Global Safety Note – Monitor ECG and vital signs, particularly within the first 2–4 weeks.
Monitoring
- Baseline: Blood pressure, HR, ECG (QTc), serum creatinine, electrolytes.
- During therapy:
- BP & HR every 1–2 weeks during dose titration.
- Monthly weight & edema assessment in HF patients.
- Renal panels every 3 months—or sooner if CKD.
- Long‑term: Annual ECG or Holter for symptomatic patients; glucose testing in diabetics.
Clinical Pearls
- “Big‑B” rule: Bisoprolol is the *brand name for propranolol* in some countries—ensure you’re prescribing the correct generic.
- CYP2D6 phenotypes matter: Poor metabolizers may experience higher plasma levels; consider lower starting doses.
- Heart‑failure titration: The “oligosaccharide” algorithm—increase dose every 2 weeks, re‑evaluate EF and symptoms at 6 weeks.
- Hypertensive crisis? Stop bisoprolol; treat underlying volume overload first.
- Diabetics? Bisoprolol can blunt hypoglycemia signs—add glucose meter alarms.
- Pregnancy‑risk: Use only if the alternative (ACEi) is contraindicated; review safety data before prescribing.
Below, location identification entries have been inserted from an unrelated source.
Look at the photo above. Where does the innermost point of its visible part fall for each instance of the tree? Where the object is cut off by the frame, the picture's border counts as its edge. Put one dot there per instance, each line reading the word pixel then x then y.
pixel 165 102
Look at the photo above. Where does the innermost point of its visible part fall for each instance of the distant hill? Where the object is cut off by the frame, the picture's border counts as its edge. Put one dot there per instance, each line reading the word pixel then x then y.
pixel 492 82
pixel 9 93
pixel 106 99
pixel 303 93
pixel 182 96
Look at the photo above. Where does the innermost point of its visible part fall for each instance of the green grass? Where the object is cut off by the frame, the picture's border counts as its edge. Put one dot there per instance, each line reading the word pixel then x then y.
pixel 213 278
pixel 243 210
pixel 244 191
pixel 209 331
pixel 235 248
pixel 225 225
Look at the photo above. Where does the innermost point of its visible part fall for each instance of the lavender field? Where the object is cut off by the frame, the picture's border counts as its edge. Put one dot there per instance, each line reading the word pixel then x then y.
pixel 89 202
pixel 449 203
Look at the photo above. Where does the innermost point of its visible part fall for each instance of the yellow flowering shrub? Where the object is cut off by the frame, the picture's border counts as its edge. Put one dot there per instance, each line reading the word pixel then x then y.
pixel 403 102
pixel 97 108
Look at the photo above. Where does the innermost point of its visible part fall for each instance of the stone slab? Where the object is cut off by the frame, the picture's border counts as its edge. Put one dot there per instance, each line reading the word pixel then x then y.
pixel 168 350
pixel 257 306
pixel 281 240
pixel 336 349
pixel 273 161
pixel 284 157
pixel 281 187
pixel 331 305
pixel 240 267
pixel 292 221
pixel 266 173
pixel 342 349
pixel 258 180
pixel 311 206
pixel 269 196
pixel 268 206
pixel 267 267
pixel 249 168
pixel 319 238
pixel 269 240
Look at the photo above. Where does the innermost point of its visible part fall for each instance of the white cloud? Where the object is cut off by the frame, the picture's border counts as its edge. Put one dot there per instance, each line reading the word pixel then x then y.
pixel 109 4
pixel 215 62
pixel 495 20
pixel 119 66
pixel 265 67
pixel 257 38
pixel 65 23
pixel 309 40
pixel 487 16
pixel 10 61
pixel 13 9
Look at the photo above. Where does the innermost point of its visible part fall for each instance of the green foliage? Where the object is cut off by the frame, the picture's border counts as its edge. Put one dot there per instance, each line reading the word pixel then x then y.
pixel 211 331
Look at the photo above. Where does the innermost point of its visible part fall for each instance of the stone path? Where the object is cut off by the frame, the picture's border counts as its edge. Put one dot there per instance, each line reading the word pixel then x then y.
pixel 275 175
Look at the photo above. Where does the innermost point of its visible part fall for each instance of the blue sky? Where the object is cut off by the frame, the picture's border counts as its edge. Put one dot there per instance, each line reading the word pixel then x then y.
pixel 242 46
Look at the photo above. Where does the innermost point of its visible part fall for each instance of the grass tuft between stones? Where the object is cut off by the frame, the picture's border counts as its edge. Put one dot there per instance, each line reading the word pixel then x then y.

- Non‑selective check: If a patient presents with asthma or COPD, verify that bisoprolol is truly cardioselective and not a mis‑coppied β1 antagonist.
- Drug‑drug synergy: Combine with ACEi/ARB + diuretic for optimal HF outcomes (the “Gold 4” combo).
*Reference‑friendly* – Use drug monographs, UpToDate, and FDA labels for updates.